Джон Кутзее – Сцены из жизни провинциала: Отрочество. Молодость. Летнее время (страница 31)
Конечно, в
Стоит теплое летнее утро. Воздух спокоен, он слышит долетающее снаружи чириканье воробьев, стрекот их крыльев. Ставни закрыты, шторы опущены. Пахнет мужским потом. Он различает в сумраке лежащее на кровати тело. Из горла отца исходит булькающий звук, – значит, дышит.
Он подступает поближе. Глаза привыкают к полумраку. На отце пижамные штаны и хлопковая майка. Небрит. Красный клинышек уходит от шеи вниз – загар сменяется бледностью груди. Рядом с кроватью стоит ночной горшок с плавающими в коричневатой моче окурками. Ничего гнуснее он в жизни не видел.
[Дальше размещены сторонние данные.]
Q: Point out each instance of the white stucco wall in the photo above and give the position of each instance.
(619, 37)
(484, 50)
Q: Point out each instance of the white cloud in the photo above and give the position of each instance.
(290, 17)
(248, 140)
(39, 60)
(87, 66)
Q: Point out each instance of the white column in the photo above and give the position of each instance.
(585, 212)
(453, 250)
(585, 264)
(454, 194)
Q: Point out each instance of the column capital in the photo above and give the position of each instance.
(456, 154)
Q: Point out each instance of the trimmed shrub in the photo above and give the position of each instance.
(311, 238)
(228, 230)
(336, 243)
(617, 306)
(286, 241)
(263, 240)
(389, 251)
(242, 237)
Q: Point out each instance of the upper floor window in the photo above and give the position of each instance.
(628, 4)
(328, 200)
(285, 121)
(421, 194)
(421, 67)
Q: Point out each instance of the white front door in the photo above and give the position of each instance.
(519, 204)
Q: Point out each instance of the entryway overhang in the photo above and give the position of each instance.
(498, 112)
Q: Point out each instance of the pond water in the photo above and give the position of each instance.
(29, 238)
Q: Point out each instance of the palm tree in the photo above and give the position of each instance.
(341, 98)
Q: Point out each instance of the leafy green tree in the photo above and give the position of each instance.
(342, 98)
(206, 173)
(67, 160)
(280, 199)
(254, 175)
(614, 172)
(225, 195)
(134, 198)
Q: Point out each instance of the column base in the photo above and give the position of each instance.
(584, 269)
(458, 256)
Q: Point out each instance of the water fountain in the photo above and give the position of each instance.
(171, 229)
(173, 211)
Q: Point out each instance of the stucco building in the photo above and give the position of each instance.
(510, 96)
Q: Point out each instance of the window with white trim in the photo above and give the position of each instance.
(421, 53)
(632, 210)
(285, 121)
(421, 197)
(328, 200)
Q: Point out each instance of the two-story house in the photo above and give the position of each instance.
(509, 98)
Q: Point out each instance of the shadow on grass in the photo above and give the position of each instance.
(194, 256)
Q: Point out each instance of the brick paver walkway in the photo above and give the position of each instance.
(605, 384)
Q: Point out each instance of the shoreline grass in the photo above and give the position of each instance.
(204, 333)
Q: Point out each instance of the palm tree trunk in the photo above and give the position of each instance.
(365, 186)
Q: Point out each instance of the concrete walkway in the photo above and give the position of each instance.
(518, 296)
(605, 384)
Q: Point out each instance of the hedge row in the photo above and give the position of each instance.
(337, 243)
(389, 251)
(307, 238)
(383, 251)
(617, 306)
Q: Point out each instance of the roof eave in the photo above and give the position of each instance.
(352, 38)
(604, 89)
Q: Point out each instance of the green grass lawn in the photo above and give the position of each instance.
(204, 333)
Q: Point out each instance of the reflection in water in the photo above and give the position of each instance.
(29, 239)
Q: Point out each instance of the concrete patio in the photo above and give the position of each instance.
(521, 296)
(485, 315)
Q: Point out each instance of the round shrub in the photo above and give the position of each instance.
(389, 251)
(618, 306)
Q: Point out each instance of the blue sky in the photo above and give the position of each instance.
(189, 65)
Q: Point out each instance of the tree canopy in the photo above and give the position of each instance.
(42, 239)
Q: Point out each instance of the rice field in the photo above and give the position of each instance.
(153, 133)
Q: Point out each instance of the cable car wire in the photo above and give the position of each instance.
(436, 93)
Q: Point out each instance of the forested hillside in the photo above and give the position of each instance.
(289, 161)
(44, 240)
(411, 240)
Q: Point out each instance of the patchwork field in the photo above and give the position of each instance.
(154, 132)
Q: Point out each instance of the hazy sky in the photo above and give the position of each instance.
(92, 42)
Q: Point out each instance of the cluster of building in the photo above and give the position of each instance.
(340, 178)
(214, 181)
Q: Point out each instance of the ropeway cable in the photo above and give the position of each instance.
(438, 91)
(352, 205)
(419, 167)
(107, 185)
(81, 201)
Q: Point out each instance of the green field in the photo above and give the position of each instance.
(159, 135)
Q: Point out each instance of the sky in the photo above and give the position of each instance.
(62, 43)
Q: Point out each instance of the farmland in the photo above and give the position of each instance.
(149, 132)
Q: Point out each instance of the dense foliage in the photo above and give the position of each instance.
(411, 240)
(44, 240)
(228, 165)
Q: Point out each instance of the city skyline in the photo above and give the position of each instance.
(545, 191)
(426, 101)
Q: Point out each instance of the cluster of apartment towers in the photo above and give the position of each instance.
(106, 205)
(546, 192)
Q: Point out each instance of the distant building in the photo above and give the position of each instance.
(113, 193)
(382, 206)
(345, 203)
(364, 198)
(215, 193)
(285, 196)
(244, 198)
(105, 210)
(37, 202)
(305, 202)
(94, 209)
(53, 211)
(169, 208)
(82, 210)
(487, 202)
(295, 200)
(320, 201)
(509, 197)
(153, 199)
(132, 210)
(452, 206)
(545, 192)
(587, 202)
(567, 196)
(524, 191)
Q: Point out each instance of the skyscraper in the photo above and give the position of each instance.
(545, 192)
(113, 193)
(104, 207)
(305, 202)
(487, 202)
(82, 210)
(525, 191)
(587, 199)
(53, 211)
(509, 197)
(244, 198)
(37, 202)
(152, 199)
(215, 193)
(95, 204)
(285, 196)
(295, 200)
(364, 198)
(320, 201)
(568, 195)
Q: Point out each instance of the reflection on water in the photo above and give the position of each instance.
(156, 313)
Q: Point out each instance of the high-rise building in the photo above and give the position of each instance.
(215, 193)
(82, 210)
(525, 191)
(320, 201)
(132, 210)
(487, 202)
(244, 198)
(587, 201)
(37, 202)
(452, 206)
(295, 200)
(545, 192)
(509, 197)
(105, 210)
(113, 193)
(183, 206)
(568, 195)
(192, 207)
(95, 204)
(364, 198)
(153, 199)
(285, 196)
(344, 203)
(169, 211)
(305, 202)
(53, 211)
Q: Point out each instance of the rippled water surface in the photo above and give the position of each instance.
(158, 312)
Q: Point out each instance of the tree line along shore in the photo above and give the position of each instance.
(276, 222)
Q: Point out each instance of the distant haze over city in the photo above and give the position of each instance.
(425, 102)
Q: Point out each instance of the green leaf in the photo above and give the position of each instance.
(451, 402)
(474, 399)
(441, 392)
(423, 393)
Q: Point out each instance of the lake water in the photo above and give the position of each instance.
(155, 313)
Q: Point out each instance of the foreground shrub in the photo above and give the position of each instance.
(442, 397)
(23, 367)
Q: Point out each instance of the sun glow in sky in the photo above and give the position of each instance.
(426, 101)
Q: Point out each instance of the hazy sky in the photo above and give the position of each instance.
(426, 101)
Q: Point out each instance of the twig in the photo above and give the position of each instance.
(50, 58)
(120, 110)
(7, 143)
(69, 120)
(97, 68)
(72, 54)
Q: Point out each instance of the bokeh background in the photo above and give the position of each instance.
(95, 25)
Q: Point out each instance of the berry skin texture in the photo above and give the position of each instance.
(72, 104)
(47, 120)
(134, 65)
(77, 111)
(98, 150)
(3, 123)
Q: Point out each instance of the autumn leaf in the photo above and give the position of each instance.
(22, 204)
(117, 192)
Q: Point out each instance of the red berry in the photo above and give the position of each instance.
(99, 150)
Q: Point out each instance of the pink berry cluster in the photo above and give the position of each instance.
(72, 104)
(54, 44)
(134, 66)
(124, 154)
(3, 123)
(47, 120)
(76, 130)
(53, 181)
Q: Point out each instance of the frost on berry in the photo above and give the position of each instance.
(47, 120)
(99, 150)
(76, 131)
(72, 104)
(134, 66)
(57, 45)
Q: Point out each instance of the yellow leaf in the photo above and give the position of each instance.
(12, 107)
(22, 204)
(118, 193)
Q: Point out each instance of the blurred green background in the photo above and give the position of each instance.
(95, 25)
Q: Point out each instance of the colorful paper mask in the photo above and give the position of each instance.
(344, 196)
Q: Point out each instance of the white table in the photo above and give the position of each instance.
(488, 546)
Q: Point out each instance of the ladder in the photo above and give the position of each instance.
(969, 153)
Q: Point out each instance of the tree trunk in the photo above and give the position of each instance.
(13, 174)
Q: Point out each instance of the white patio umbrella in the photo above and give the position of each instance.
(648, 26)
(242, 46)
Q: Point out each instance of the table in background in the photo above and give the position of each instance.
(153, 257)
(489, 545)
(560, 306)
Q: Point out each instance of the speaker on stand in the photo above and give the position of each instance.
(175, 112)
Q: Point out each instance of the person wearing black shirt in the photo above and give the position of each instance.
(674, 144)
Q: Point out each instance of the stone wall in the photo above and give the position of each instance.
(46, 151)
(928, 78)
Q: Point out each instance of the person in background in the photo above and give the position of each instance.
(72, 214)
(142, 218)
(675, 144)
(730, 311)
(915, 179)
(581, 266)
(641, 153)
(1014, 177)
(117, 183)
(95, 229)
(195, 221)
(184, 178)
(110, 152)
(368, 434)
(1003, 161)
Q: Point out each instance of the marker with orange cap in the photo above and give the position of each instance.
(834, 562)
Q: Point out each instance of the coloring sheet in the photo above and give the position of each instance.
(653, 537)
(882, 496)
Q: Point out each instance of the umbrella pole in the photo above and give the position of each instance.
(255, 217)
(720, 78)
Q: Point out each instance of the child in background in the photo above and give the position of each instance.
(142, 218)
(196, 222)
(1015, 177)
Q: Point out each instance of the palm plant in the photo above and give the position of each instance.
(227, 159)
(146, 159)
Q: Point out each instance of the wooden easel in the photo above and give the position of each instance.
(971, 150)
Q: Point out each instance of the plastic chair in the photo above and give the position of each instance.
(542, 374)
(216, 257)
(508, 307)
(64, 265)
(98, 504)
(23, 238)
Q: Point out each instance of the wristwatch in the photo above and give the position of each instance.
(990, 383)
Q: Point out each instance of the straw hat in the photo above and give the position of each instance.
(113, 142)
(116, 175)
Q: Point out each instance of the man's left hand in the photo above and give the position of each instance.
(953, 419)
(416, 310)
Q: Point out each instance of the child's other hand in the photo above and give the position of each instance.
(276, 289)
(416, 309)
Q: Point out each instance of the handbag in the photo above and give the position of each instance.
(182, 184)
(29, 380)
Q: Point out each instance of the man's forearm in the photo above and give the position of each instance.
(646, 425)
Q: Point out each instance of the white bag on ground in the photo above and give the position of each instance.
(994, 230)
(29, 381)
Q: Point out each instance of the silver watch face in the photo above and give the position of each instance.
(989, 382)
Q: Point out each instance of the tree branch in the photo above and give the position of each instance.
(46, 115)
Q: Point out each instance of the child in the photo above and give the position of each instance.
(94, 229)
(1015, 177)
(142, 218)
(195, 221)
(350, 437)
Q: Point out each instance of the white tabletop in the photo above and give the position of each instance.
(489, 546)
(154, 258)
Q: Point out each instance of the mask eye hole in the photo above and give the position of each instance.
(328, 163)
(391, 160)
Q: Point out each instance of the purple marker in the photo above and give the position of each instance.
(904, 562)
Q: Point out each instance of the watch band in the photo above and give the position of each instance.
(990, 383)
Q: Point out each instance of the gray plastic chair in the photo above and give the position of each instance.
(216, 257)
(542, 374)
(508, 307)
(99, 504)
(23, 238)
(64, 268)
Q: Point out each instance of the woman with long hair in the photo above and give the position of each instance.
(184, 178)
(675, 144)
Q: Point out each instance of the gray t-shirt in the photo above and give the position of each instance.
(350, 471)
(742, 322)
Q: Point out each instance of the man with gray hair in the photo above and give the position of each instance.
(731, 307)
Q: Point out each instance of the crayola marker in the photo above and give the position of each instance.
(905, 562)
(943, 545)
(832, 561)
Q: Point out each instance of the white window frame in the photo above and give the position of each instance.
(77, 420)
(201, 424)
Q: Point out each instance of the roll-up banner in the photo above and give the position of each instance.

Таблеток нигде не видно. Этот человек не умирает, просто спит. Ему не хватает храбрости наглотаться снотворного, как не хватает ее для того, чтобы пойти поискать работу.
С того самого дня, как отец вернулся с войны, они ведут войну собственную, вторую войну, в которой у отца нет ни единого шанса на победу, поскольку он, отец, и представить себе не может, насколько жесток и упорен его враг. Война продолжается семь лет, и сегодня его постиг триумф. Он чувствует себя русским солдатом на Бранденбургских воротах, размахивающим красным знаменем над руинами Берлина.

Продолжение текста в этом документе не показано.